A group of about 5,000 volunteers (mostly farmers and miners from Tennessee) led by General Andrew Jackson were joined by both Creek and Cherokee forces in an attempt to defeat the Red Sticks. Troops under Jackson's command avenged the deaths at Fort Mims on a number of occasions, killing the women and children of the Creek faction. After defeating the Red Sticks, Jackson, a notorious land speculator, forced the entire Creek Nation to cede one-third of its land to the United States on very favorable terms. By 1820 the removal of the Creek Nation had become a major platform for the Democratic Party in Georgia. Elected in 1823, Governor George Troup saw the Creek as a serious problem. As the Creeks began to assimilate American culture, they posed a threat in that men moving west from the coast might have a harder time of disposing of the Indians. Troup felt the Indians should be moved to the Western Territory of the Louisiana Purchase, an idea proposed by Thomas Jefferson in 1803. By 1827, the Creek were gone. The Native American land cessions to the state of Georgia ended with the Cherokee "Trail of Tears."
Cree: The Cree lived across the north into the Canadian prairies and in Montana, the Dakotas and Minnesota. They lived as far east as the Hudson to the James Bay and as far west as Alberta and the Great Slave Lake. Language: They spoke Cree, a language of the Algonquin family.
Daily Life: The Cree depended entirely on hunting and fishing, as well as gathering wild roots and fruits. They lived in buffalo skin tipis and traveled by birch bark canoes. Women would dress the skins after a hunt and were experts in using porcupine quills in their everyday needs to dress things up. Men often married two sisters at the same time. There is no evidence of a clan system. The most important religious ceremony was the Sun Dance. The Cree made sacrifices to their gods with Wisukatcak the most important spiritual entity. The dead were buried under a mound of stones with their belongings buried with them or they were destroyed by the grave.
History: During the 17th and 18th century, the Cree began to expand their territory. They did this for a number of reasons; one of the most important reasons was the demand for trading pelts by the English and the French.
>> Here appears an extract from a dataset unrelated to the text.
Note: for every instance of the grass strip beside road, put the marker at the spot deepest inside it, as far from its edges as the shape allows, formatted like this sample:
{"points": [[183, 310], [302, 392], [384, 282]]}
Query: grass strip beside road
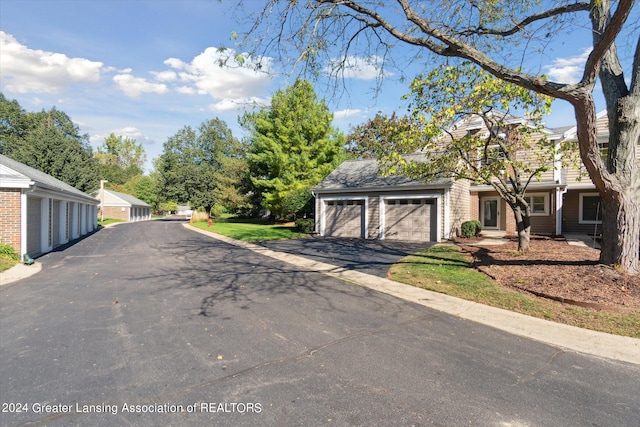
{"points": [[446, 270], [251, 232]]}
The Crees were divided into two divisions – the Woodland and the Plains. The Plains Cree moved from the forest into the plains following the buffalo. They acquired guns and horses from trading with the Europeans which were useful when raiding or when they were at wars with other tribes. The wars with the Blackfoot and the Sioux were leading causes, as was small pox, to the dwindling numbers of the Cree population. The Woodland Cree stayed in the forest.